SerenitySpringsLogo.JPGSerenity operates a resort in LaPorte County.  The Bureau is a special-purpose governmental unit charged with representing the visitor industry by marketing to potential visitors to the LaPorte area.

On September 9, 2009, the Bureau announced at a public meeting that it planned to adopt the phrase “Visit Michigan City LaPorte” as its branding identifier for the area.  A representative of Serenity was in attendance.  Immediately afterward, an employee for Serenity registered the domain name “visitmichigancitylaporte.com” and set it up to redirect internet traffic to Serenity’s website.

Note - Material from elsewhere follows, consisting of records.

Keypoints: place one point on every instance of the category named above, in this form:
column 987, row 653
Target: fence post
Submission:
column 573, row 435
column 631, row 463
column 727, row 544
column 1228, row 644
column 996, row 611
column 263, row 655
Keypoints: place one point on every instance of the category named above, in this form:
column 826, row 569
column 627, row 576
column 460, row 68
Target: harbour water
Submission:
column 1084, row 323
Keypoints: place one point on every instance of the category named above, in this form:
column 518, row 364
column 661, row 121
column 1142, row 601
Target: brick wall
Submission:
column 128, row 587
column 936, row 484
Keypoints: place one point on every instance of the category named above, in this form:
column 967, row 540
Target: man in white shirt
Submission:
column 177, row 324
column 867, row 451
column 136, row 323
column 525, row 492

LaPorteCountyLogo.JPGThe Bureau sent a cease-and-desist letter claiming trademark infringement and cybersquatting.  Serenity responded that (1) it had registered and begun using the domain name before the Bureau had made any commercial use of it and (2) the designation was not protectable as a trademark because it was merely descriptive and had not acquired distinctiveness.

In April 2010, the Bureau filed an application with the Indiana Secretary of State to register “Visit Michigan City LaPorte” as a trademark under the Indiana Trademark Act.  In its application, the Bureau indicated that it had first used the mark in commerce on September 9, 2009.  The application was approved.  Nonetheless, Serenity continued using the visitmichigancitylaporte.com domain name.

The Bureau sued Serenity in the LaPorte Superior Court alleging, inter alia, trademark infringement, cybersquatting and unfair competition by Serenity.  The trial court permanently enjoined Serenity from using “Visit Michigan City LaPorte” and ordered the transfer of the domain name “visitmichigancitylaporte.com” to the Bureau.

Serenity appealed the trial court’s holding that it had committed trademark infringement and cybersquatting.  The trial court had held that, due to the Bureau’s status as a governmental entity, it was entitled to a different application of trademark law.  Specifically, it held that there was a lesser requirement for using the mark to acquire trademark rights.

The appellate court disagreed.  It has long been held that the exclusive right to use a mark is acquired through adoption and use of the mark in commerce.  The appellate court also held that this mark was clearly geographical in nature and that it was “difficult to conceive of a mark that falls more squarely within the category of geographically descriptive marks.”  Geographically descriptive designations generally fall within the descriptive category; thus, to be protected, the must have acquire secondary meaning.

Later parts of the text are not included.